To find the number of sulfate ions in a given volume of a 2 M aluminium sulfate solution, we can follow these steps:
1. Determine the amount of aluminium sulfate in moles
First, we know that:
- Molarity (M) = moles of solute / liters of solution
Given that the molarity of the solution is 2 M, and we have 22.5 cubic centimeters (cc) of the solution, we need to convert cc to liters:
\[ 22.5 , \text{cc} = 22.5 , \text{mL} = \frac{22.5}{1000} , \text{L} = 0.0225 , \text{L} \]
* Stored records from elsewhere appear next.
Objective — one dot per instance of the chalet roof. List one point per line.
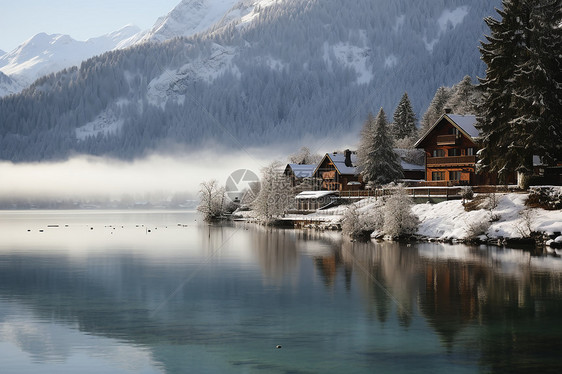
(302, 170)
(465, 124)
(305, 195)
(338, 159)
(411, 167)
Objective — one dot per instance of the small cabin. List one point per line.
(313, 200)
(450, 147)
(298, 173)
(339, 172)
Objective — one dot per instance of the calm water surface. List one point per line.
(159, 292)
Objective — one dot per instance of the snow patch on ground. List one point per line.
(506, 261)
(390, 61)
(353, 57)
(105, 123)
(399, 23)
(449, 220)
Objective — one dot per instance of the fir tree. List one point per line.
(464, 97)
(378, 161)
(436, 109)
(521, 99)
(404, 125)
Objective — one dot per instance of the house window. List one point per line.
(438, 175)
(454, 152)
(455, 175)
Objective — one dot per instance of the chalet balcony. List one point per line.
(449, 161)
(451, 139)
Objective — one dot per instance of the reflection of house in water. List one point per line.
(450, 298)
(276, 252)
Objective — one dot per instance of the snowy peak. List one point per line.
(447, 21)
(188, 18)
(47, 53)
(191, 17)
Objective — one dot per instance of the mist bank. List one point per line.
(170, 181)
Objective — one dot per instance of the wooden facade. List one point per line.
(450, 151)
(338, 172)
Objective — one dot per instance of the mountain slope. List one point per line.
(267, 72)
(44, 54)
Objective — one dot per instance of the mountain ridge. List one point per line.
(293, 70)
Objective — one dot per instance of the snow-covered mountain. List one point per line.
(45, 54)
(248, 72)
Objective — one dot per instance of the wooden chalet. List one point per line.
(297, 173)
(450, 147)
(339, 172)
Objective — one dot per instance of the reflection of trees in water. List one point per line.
(515, 315)
(276, 252)
(521, 318)
(387, 275)
(450, 299)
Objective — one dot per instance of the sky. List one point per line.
(81, 19)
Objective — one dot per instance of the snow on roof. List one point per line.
(339, 162)
(466, 123)
(314, 194)
(302, 170)
(411, 167)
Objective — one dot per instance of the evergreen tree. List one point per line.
(522, 99)
(378, 161)
(275, 195)
(404, 125)
(436, 108)
(464, 97)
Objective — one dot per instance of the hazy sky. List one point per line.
(81, 19)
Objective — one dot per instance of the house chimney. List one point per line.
(347, 154)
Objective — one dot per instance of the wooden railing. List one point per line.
(441, 191)
(451, 160)
(447, 139)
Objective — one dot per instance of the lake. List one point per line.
(162, 292)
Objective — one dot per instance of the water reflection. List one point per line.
(218, 298)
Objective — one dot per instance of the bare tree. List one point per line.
(212, 200)
(275, 195)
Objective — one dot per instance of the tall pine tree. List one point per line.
(522, 89)
(404, 125)
(435, 110)
(378, 161)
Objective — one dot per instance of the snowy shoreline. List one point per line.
(509, 221)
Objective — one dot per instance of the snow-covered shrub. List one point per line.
(212, 200)
(492, 202)
(373, 219)
(466, 193)
(525, 223)
(546, 197)
(398, 216)
(477, 228)
(352, 224)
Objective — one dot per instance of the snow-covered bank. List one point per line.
(510, 219)
(506, 217)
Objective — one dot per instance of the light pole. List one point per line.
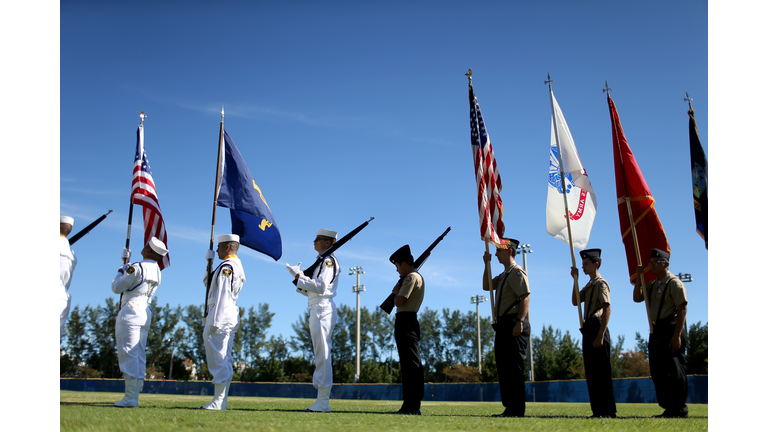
(357, 289)
(526, 249)
(476, 300)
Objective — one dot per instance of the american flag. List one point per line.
(489, 205)
(144, 194)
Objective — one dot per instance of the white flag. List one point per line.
(582, 203)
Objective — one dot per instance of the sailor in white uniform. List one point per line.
(67, 263)
(136, 283)
(222, 319)
(320, 290)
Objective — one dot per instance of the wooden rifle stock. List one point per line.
(389, 303)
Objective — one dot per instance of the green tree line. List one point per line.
(449, 347)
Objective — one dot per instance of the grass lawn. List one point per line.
(93, 411)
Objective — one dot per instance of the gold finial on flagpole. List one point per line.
(549, 81)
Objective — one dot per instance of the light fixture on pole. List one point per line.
(526, 249)
(357, 289)
(476, 300)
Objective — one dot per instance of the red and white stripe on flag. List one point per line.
(144, 194)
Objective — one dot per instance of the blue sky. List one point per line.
(345, 111)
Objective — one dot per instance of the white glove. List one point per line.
(293, 270)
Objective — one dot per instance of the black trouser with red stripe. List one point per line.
(407, 337)
(597, 368)
(510, 363)
(668, 367)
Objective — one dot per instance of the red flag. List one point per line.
(631, 186)
(144, 194)
(489, 205)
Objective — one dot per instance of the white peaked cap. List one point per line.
(327, 233)
(158, 246)
(228, 238)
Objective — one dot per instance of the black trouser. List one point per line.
(597, 368)
(510, 363)
(668, 367)
(407, 337)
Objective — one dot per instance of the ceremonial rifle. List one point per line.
(389, 303)
(87, 229)
(311, 269)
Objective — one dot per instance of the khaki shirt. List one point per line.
(515, 285)
(674, 297)
(597, 292)
(413, 291)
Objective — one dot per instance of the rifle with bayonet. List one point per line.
(339, 243)
(389, 303)
(87, 229)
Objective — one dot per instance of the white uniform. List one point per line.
(320, 290)
(137, 284)
(223, 318)
(67, 263)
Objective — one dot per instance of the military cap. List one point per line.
(590, 253)
(511, 243)
(402, 255)
(327, 233)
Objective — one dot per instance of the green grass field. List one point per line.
(93, 411)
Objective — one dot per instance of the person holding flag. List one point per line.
(222, 317)
(668, 339)
(136, 283)
(67, 263)
(596, 339)
(320, 289)
(512, 332)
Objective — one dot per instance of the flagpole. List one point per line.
(565, 201)
(487, 248)
(632, 224)
(213, 217)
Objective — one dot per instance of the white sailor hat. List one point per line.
(158, 246)
(226, 238)
(327, 233)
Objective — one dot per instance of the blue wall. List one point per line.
(632, 390)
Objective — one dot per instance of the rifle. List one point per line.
(87, 229)
(339, 243)
(389, 303)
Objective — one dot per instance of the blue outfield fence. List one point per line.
(626, 390)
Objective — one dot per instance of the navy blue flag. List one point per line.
(251, 217)
(699, 174)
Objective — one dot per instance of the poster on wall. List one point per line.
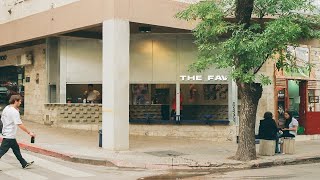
(215, 91)
(140, 94)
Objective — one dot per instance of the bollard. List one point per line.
(100, 138)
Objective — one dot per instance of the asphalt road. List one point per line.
(292, 172)
(52, 168)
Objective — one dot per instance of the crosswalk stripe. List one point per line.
(55, 167)
(19, 173)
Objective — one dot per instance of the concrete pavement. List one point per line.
(153, 152)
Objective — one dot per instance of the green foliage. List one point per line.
(226, 44)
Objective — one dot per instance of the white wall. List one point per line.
(153, 59)
(23, 8)
(163, 58)
(83, 59)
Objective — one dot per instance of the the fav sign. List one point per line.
(201, 78)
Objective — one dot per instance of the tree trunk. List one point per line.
(250, 95)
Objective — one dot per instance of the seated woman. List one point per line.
(291, 125)
(268, 129)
Now, we calculate the moles of aluminium sulfate \((\text{Al}_2(\text{SO}_4)_3)\) in this volume:
\[ \text{Moles of } \text{Al}_2(\text{SO}_4)_3 = \text{Molarity} \times \text{Volume in L} = 2 , \text{mol/L} \times 0.0225 , \text{L} = 0.045 , \text{mol} \]
2. Determine the number of sulfate ions produced
From the formula of aluminium sulfate, we can see that:
\[ \text{Al}_2(\text{SO}_4)_3 \rightarrow 2 \text{Al}^{3+} + 3 \text{SO}_4^{2-} \]
For every 1 mole of aluminium sulfate, 3 moles of sulfate ions are produced. Therefore, the number of moles of sulfate ions from 0.045 moles of aluminium sulfate is:
\[ \text{Moles of } \text{SO}_4^{2-} = 0.045 , \text{mol} \times 3 = 0.135 , \text{mol} \]
3. Convert moles of sulfate ions to number of ions
To find the number of sulfate ions, we use Avogadro's number \((6.022 \times 10^{23} , \text{ions/mol})\):
\[ \text{Number of SO}_4^{2-} \text{ ions} = 0.135 , \text{mol} \times 6.022 \times 10^{23} , \text{ions/mol} \]
Calculating this gives:
\[ \text{Number of SO}_4^{2-} \text{ ions} = 0.135 \times 6.022 \times 10^{23} \approx 8.12 \times 10^{22} \text{ ions} \]
Final Answer:
The number of sulfate ions present in 22.5 cubic centimeters of 2 M aluminium sulfate solution is approximately \( \boxed{8.12 \times 10^{22}} \) sulfate ions.